Randall soltó una carcajada.

—Son demasiados recuerdos, demasiado tiempo encerrado aquí dentro con uno mismo. —Randall hizo toc-toc con los nudillos en su propio cráneo—. El ser humano no es como la mente colectiva de la Gran Madre. Básicamente está solo. La soledad acaba llevando a la locura. Y la locura… puede llevar a cualquier parte, incluso a la destrucción total.

»Con todo, no creo que estas erupciones sean cosa de ellos. Hace unos días percibí una alteración en el flujo magnético de la Tierra y capté un fragmento de los pensamientos de la Gran Madre. Sin una mujer de mi especie y sin la cúpula no puedo interpretarlo. Pero fue entonces cuando decidí ir a Long Valley.

»Incluso mientras lo hacía pensaba que estaba corriendo un gran peligro al acercarme al corazón de un supervolcán. No obstante, el destino o el azar decidieron que justo allí encontrara la forma de huir —dijo, señalando con un amplio gesto el reactor en el que viajaban.

—Mis hijos preferían manipular la cúpula en noches de luna llena, pues se habían dado cuenta de que la Gran Madre era más moldeable entonces.

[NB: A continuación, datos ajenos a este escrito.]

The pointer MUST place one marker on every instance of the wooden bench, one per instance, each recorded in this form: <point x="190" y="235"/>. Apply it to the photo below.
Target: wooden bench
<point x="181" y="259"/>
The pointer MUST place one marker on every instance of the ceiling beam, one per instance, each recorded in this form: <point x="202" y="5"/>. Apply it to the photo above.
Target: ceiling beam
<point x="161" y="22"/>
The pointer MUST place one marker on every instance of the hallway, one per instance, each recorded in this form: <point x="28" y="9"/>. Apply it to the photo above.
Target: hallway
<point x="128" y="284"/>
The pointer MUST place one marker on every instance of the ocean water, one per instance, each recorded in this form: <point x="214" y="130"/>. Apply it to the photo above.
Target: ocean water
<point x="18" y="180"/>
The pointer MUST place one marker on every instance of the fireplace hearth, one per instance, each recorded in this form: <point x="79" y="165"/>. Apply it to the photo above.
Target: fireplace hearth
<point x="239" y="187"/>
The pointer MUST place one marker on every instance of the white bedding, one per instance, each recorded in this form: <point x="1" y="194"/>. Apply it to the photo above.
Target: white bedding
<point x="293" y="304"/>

Ahora sospecho la razón. En el plenilunio, cuando la luna está a un lado de la Tierra y el Sol al contrario, las fuerzas de marea, que no sólo afectan a los océanos, sino también a la roca fundida del interior del planeta, son más poderosas.

»Pero no era imprescindible que hubiera luna llena. Estaban indignados por mi huida y por la insolencia de los atenienses, y decidieron actuar cuanto antes.

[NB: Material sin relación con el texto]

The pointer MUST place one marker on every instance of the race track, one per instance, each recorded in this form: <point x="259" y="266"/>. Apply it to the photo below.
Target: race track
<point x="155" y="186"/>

» Cuando apenas faltaban unas horas para amanecer, sentimos cómo el suelo temblaba. La gente gritó de pavor, pero nadie murió, pues gracias a mi consejo el rey había congregado a todo su pueblo en la llanura del río Céfiso, al aire libre. Más de la mitad de los edificios de Atenas se derrumbaron: de haber estado durmiendo en sus casas, miles de atenienses habrían perecido.

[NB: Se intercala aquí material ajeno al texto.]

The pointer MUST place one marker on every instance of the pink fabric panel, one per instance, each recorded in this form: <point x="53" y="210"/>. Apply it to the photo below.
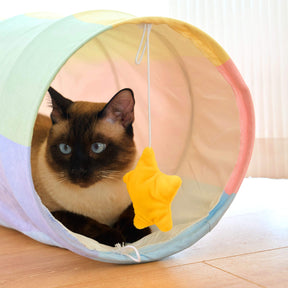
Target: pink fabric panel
<point x="247" y="124"/>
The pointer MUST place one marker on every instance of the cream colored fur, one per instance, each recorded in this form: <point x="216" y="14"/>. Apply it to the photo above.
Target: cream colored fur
<point x="103" y="201"/>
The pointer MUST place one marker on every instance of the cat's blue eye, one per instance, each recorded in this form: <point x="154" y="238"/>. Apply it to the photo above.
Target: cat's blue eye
<point x="65" y="148"/>
<point x="98" y="147"/>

—De modo que salvaste muchas vidas —dijo Joey.

—Así es. También me ayudaron Isashara y Minos, que en su rabia y precipitación no fueron lo bastante precisos. El epicentro del seísmo se hallaba en el mar. Un tsunami azotó la costa oeste de la región donde se encuentra Atenas, el Ática. Con el tiempo, los mitos hablarían de cómo Poseidón, señor de los terremotos, había enviado contra Atenas un monstruoso toro del mar, como llamaban a los tsunamis.

»Pero la flota ateniense estaba varada en la costa este del Ática, donde la ola gigante no la afectó.

»Los atenienses siempre fueron un pueblo orgulloso, audaz y a veces temerario, como demostraron siglos más tarde cuando se enfrentaron al poderoso imperio persa.

»Ahora, indignados por la destrucción de la ciudad, decidieron que estaban hartos de sufrir el yugo de la Atlántida y que era hora de sacudírselo. De modo que planearon lo que nadie se había atrevido a hacer jamás: invadir la Atlántida.

—¿Usted no trató de disuadirlos? —preguntó Alborada.

—No sabía muy bien qué hacer. Quería evitar el derramamiento de sangre. Pero salvar ahora diez mil vidas podría significar en el futuro cientos de miles de muertes.

»El rey Erecteo llamó a todos sus guerreros, armados con lanzas de punta de bronce y con grandes escudos forrados de piel de vaca. Y también convocó a los de las ciudades vecinas, como Eleusis, y a los de las islas más cercanas, como Egina o Salamina.

«Mientras los atenienses y sus aliados sacrificaban cien bueyes a su dios del cielo, Zeus, el suelo de la Atlántida empezó a temblar.